The cast, too, is a strong one. Jacques Imbrailo is the personification of the eponymous ‘hero’ whose rejection of his preordained career is but part of a finally doomed attempt to escape the clutches of his family past. Eloquent and impassioned, he sets forth his convictions in terms that amply vindicatehis actions – something that previous exponents of the role have not perhaps succeeded in so doing. Steven Page is the ideal complement as Coyle – another in the line of Britten roles who see both sides of the argument and, by doing so, transcend their own moral dilemma (think of Vere in “Billy Budd”). As his passages of dialogue with Owen in Act Two make plain, no-one is better placed to understand that strength of conviction is itself ‘courage’ of the highest order. As his spouse, Elizabeth Woolett has the requisite warmth and compassion – in marked contrast to the Wingrave household, in which Vivian Tierney is an inhibited and repressed Miss Wingrave, Jennifer Rhys-Davies a stricken and helpless Miss Julian, and Allison Cook a prim and unyielding Kate; too late aware that Owen’s stance embodies the heroism to which she herself aspires. Thomas Walker is a gauche, impulsive Lechmere – a soldier in appearance only, while Richard Berkeley-Steele ably puts across the crumbling authoritarianism of Philip Wingrave – his aggression masking an awareness of the family tragedy soon to be played out.
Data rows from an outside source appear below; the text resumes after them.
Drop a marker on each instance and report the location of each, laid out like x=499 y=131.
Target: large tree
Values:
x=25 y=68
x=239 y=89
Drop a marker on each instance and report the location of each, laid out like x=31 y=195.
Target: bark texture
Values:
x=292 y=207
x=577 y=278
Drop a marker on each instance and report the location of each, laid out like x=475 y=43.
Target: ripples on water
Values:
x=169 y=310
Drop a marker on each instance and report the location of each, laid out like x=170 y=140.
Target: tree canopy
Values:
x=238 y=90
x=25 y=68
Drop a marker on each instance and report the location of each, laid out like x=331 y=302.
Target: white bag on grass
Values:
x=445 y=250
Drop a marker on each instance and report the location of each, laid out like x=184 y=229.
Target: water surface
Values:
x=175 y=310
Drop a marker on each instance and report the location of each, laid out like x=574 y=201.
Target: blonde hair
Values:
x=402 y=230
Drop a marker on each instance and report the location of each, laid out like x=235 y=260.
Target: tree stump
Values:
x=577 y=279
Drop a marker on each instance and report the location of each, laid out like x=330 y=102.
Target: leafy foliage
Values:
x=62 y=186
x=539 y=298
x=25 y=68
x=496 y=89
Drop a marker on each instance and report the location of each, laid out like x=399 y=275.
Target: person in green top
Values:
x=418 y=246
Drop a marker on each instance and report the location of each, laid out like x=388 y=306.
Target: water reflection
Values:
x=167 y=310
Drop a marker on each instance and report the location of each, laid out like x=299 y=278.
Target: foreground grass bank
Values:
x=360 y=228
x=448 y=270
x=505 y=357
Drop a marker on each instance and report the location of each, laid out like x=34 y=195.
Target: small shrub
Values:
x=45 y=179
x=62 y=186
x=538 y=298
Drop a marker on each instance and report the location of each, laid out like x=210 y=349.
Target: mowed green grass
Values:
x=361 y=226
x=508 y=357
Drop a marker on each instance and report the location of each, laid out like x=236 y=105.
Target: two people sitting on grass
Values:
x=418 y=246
Rory Macdonald obtains an alert and incisive response from the City of London Sinfonia, heard here in a sensitive and idiomatic reduction of Britten’s original orchestration by David Matthews: one which aligns the work with the ‘chamber operas’ earlier in Britten’s career with which it demonstrably belongs. If, in the final analysis, the music of “Owen Wingrave” promises more than it delivers, its capacity as drama to provoke is no less than Britten can have intended – at least in so perceptive a production as this.